Why am I doing this?
I’ve been a fan of Casey Muratori's work for a long time. I watched ~150 out of 700 videos of him writing a game engine and had a thought “oh, I can do that!” like many other people. Accidentally, I stumbled upon an open sourced raddbg project after Epic Games bought the RAD Game Tools company. The project is awesome, but “reusability” is hardly in it’s principles. Surely you can fork it (I did that!), but it takes a while to figure out undocumented conventions of the codebase and throw away everything debugger related. So I asked myself: why not make a standalone collection of libraries which anybody can use without spending time on a fork? Another thing I tried to engineer into the project is approachability.
To explain what this means, let’s discuss a very common problem in programming: serialization. Casey’s approach is “write the serialization code yourself”. I don’t have 30+ years of experience writing C for a living, and I hate debugging serialization bugs with passion. So I asked myself “what would an 80% approach to serialization look like?” and tried my best to engineer it.
Complete set of values I picked from here to have a clear understanding of what the fork should be is:
- Iteration speed (Velocity)
- Approachability
- Simplicity
- Debuggability
- Performance
In practice, this means “taking raddbg ideas and dressing them to make them approachable by the general population of developers”, or to put even more obvious: documenting the code & decisions, writing tests, making “guardrails” with compiler & linters, etc.
There’s little value in creating those libraries if I’m not going to use them myself. So naturally, I figured I’m going to make a game. After a year spent reading about rendering techniques and figuring out how animations work, I realized that although I like some parts of everything that constitutes game development, I like very specific parts. The indie game dev market is brutal and I’m not motivated enough to spend years of my life working on a single project. Game design is a unique activity in many ways and I would’ve spent even more years trying and failing enough times to create something decent.
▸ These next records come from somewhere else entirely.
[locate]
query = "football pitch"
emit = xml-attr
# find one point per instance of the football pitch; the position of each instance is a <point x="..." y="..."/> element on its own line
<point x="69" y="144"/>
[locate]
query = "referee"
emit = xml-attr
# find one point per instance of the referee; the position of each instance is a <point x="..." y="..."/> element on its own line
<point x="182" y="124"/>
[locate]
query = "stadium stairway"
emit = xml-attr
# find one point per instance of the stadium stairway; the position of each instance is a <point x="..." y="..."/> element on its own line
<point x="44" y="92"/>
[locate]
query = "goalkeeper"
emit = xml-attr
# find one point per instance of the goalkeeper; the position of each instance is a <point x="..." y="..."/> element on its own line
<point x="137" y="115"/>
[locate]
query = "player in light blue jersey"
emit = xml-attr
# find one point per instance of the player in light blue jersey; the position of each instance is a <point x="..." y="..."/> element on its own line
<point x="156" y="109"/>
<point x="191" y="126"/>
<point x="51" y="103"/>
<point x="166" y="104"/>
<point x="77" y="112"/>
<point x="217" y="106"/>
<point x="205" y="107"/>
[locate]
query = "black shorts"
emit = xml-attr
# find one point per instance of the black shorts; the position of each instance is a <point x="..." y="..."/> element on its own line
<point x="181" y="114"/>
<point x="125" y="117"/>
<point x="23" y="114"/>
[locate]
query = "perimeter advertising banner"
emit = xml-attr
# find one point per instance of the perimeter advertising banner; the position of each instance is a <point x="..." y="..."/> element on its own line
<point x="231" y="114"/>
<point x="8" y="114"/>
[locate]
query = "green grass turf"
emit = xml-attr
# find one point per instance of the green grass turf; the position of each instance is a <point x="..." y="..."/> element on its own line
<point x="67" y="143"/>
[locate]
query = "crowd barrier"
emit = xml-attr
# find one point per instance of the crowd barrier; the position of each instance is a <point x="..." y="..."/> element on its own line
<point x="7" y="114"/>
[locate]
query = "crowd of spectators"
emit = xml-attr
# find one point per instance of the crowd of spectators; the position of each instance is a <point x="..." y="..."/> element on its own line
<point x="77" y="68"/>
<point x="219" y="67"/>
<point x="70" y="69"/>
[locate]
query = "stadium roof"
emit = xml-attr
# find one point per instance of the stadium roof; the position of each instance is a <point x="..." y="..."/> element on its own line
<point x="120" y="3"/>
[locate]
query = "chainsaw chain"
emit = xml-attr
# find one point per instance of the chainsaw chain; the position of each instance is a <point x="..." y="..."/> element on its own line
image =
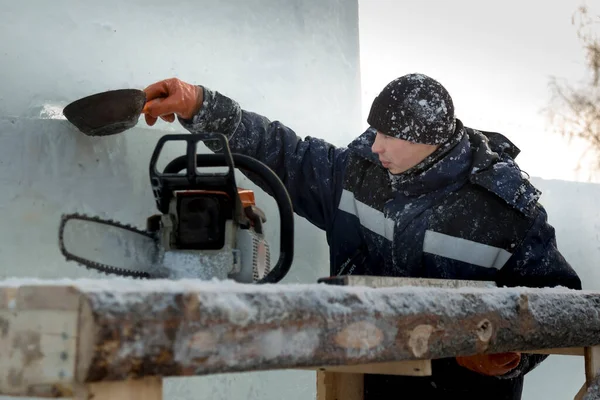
<point x="106" y="269"/>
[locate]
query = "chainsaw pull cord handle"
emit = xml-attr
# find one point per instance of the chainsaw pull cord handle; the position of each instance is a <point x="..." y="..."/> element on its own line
<point x="279" y="193"/>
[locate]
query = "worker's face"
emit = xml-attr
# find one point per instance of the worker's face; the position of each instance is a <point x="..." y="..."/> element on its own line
<point x="399" y="155"/>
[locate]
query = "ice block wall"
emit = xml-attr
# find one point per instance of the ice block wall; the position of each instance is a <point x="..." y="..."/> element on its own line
<point x="294" y="61"/>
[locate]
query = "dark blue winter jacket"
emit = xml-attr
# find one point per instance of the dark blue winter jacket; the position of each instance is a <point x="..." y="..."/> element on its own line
<point x="470" y="215"/>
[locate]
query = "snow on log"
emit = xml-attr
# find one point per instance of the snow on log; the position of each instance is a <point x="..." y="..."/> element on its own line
<point x="56" y="333"/>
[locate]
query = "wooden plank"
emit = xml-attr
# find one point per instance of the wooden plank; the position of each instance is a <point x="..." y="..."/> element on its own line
<point x="38" y="342"/>
<point x="392" y="281"/>
<point x="567" y="351"/>
<point x="128" y="329"/>
<point x="143" y="389"/>
<point x="408" y="368"/>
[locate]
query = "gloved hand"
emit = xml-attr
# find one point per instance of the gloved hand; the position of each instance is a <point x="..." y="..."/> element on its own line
<point x="490" y="364"/>
<point x="172" y="96"/>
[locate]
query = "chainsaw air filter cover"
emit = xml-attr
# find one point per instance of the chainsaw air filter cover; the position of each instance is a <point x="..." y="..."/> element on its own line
<point x="106" y="113"/>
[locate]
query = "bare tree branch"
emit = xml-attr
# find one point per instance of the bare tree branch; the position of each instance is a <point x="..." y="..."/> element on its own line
<point x="575" y="110"/>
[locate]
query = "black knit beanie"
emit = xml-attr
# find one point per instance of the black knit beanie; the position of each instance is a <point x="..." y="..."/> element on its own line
<point x="416" y="108"/>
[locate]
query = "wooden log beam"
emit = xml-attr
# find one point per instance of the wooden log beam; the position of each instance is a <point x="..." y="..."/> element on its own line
<point x="55" y="333"/>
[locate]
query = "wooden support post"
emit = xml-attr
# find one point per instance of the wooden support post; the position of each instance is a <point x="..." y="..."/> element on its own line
<point x="590" y="389"/>
<point x="340" y="386"/>
<point x="139" y="389"/>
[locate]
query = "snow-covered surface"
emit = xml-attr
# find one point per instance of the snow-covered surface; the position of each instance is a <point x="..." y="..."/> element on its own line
<point x="295" y="61"/>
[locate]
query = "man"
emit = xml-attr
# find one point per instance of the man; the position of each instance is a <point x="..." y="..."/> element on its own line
<point x="417" y="195"/>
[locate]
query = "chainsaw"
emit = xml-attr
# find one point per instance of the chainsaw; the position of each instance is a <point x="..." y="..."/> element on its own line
<point x="207" y="227"/>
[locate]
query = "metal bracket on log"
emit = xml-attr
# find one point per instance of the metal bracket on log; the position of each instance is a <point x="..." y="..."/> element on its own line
<point x="116" y="338"/>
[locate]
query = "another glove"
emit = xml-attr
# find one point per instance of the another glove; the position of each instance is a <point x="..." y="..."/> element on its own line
<point x="490" y="364"/>
<point x="171" y="97"/>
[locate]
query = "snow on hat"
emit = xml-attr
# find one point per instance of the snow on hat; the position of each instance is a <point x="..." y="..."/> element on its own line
<point x="415" y="108"/>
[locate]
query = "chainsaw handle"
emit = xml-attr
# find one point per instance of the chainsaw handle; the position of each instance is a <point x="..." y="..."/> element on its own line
<point x="279" y="192"/>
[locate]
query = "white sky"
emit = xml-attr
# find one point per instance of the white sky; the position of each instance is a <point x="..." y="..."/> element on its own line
<point x="495" y="58"/>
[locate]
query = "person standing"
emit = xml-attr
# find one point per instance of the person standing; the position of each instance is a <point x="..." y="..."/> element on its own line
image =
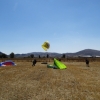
<point x="87" y="62"/>
<point x="34" y="62"/>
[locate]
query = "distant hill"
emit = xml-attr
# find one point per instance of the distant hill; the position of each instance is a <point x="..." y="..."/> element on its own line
<point x="86" y="52"/>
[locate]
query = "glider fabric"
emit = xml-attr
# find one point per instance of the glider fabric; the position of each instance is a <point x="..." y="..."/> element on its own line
<point x="59" y="64"/>
<point x="46" y="45"/>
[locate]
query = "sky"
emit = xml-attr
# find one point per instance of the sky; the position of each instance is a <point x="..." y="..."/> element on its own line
<point x="69" y="25"/>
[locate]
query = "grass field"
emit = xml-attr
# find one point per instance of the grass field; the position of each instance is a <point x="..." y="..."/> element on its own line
<point x="24" y="82"/>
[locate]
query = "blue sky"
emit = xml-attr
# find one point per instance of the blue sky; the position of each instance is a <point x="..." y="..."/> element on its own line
<point x="69" y="25"/>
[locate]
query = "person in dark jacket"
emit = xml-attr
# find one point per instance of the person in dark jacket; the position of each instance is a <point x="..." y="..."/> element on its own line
<point x="34" y="62"/>
<point x="87" y="62"/>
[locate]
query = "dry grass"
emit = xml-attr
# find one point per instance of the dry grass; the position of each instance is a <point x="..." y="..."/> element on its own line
<point x="25" y="82"/>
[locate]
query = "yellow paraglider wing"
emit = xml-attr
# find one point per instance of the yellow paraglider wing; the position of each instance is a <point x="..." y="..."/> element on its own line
<point x="46" y="45"/>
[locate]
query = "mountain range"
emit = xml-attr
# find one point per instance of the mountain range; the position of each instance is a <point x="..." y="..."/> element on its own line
<point x="85" y="52"/>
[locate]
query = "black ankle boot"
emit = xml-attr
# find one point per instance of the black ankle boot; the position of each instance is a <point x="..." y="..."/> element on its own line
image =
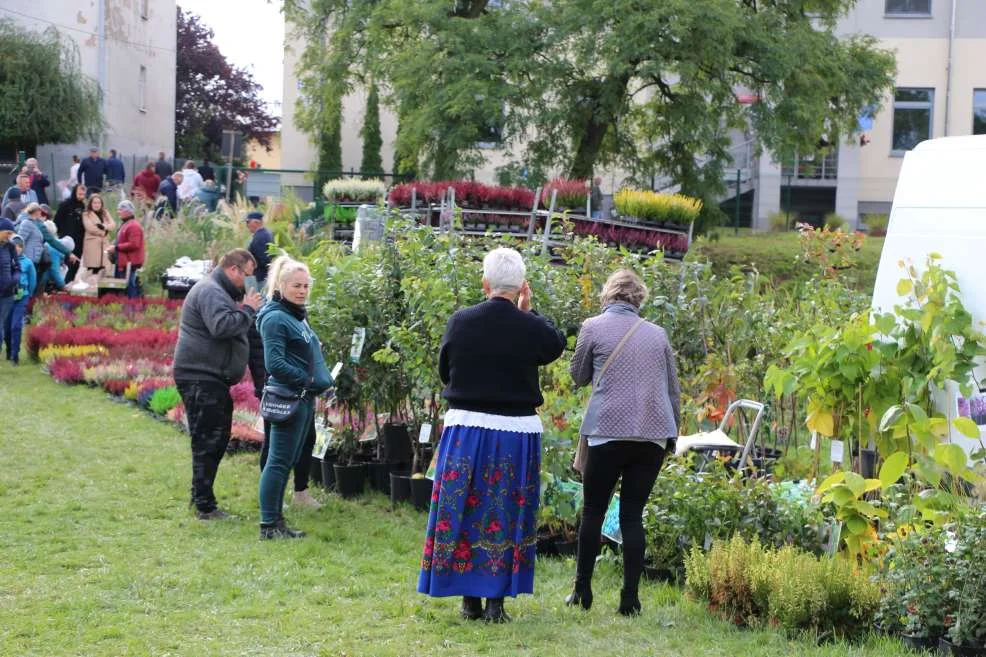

Games I like playing myself are usually this very specific kind of incredible world building and visual spectacle — think Cyberpunk 2077 or Expedition 33 — and not something created by small motivated teams. So I realized that instead of making a game, the thing I actually want to do is to tell a story using computer graphics as a medium.
Another thing I’ve learned recently on my day job out of all places is “publish early and publish fast”. Since it’s hard to keep myself motivated working on a side project most of my free time, I figured that instead of making it a multi-year project with questionable milestones, I’m going to publish every 3-6 months something that gets me closer to the final goal of the project. My current plan has 6 such “3-6 month” steps, and the first two are:
- Native LLM UI app.
- Graphics demo using the engine’s capabilities.
The first one might seem a bit strange, but hear me out. Releasing software is known as a pretty hard thing to do in the industry. So obviously I decided to try to release something simple first. I’m naturally curious and I love asking LLMs the weirdest of questions and delegating the boring parts of the work, but existing companies try very hard to lock people into their “platforms”, so I figured that snappy native UI might be useful to some people. I decided to make it closed source for various reasons, including: I like getting paid for my work, and even if I sell 20 copies throughout the project’s lifetime, figuring out everything required to get those 400$ is an achievement on its own. And I get a better tool for myself in the end! Sounds like a win-win for me.